Despite having no output schema, the description includes a RETURNS section specifying exact output format. Schema coverage is 100%, no annotations, but the description covers all necessary behavioral and error information. The tool fits clearly among siblings.

Complex tools with many parameters or behaviors need more documentation. Simple tools need less. This dimension scales expectations accordingly.

Parameters4/5

Does the description clarify parameter syntax, constraints, interactions, or defaults beyond what the schema provides?

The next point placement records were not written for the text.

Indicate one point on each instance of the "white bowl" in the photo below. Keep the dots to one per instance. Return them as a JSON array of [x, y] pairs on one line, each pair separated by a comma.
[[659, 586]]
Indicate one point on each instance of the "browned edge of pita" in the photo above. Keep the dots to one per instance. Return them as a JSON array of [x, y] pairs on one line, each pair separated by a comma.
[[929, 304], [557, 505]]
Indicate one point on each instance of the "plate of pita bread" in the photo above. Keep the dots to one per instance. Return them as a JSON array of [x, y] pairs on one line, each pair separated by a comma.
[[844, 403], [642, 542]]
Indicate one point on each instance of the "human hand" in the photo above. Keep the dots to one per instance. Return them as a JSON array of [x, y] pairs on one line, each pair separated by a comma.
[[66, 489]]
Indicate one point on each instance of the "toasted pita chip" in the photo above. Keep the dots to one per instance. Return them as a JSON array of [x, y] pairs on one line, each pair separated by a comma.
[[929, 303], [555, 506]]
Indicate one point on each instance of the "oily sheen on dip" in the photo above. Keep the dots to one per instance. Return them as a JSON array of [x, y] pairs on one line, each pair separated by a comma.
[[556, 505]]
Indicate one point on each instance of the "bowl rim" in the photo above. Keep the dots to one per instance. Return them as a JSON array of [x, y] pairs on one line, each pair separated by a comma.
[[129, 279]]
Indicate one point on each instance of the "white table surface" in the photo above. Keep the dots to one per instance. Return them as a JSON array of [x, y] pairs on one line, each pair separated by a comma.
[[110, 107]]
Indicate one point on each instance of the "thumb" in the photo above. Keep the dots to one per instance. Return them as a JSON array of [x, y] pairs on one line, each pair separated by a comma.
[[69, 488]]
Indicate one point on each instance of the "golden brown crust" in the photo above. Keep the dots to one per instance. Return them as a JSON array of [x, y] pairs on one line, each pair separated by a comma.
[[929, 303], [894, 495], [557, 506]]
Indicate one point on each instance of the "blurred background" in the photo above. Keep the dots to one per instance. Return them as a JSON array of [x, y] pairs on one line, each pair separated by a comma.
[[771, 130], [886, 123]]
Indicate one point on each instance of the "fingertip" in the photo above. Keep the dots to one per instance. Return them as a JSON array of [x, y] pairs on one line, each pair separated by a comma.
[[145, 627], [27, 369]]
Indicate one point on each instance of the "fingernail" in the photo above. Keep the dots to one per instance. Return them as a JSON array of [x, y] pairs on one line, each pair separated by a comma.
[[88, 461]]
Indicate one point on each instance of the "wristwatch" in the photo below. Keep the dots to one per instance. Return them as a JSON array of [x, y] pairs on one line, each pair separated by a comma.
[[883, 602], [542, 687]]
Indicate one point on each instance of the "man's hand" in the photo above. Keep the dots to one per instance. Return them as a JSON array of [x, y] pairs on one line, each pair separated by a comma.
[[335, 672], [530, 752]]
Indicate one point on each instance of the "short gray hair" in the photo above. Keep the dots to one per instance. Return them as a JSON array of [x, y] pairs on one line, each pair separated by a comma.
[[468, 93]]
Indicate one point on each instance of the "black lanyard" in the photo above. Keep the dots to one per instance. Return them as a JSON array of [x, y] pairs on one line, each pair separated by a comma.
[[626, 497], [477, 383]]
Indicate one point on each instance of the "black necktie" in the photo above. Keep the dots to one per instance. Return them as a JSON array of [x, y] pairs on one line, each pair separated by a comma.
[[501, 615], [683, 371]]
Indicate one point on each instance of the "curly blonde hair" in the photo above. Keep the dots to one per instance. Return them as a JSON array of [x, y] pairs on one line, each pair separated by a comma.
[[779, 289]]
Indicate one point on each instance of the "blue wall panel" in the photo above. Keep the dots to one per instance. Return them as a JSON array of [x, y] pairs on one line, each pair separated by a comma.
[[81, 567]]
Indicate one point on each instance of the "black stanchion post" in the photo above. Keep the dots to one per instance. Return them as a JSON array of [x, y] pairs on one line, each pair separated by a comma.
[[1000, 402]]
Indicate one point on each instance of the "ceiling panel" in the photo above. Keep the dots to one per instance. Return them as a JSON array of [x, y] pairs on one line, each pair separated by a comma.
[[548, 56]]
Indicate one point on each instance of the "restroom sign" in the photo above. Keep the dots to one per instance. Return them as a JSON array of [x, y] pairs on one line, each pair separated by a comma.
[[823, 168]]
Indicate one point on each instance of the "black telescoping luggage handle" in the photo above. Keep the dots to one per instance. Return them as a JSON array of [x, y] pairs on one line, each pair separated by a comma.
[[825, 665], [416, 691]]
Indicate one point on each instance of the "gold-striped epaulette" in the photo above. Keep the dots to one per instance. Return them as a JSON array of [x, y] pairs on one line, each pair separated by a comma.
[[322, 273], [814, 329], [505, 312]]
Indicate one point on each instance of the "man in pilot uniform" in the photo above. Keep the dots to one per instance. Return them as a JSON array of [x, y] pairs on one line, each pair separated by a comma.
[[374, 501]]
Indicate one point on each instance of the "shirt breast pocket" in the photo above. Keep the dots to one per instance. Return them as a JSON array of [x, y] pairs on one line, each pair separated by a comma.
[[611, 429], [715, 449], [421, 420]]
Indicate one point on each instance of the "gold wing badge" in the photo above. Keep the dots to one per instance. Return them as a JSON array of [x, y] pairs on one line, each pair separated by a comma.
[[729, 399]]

The input schema already covers all three parameters with clear descriptions (100% coverage). The description adds context about little-endian ordering and byte placement, but does not significantly extend beyond the schema. Baseline 3, slightly elevated due to integrated behavioral notes.

Input schemas describe structure but not intent. Descriptions should explain non-obvious parameter relationships and valid value ranges.

Purpose5/5

Does the description clearly state what the tool does and how it differs from similar tools?

The description explicitly states the purpose: 'Write an unsigned 16-bit little-endian value to emulator memory at the given address.' It clearly distinguishes from sibling tools by referencing bizhawk_write8, bizhawk_write32, and others.

Agents choose between tools based on descriptions. A clear purpose with a specific verb and resource helps agents select the right tool.

Usage Guidelines5/5

Does the description explain when to use this tool, when not to, or what alternatives exist?

The description provides explicit usage guidance: 'Use for 16-bit cheats and pokes (HP, score, coordinates).' It also specifies alternatives for related tasks, such as using bizhawk_write8 for single bytes, bizhawk_write32 for 32-bit, etc.

Agents often have multiple tools that could apply. Explicit usage guidance like "use X instead of Y when Z" prevents misuse.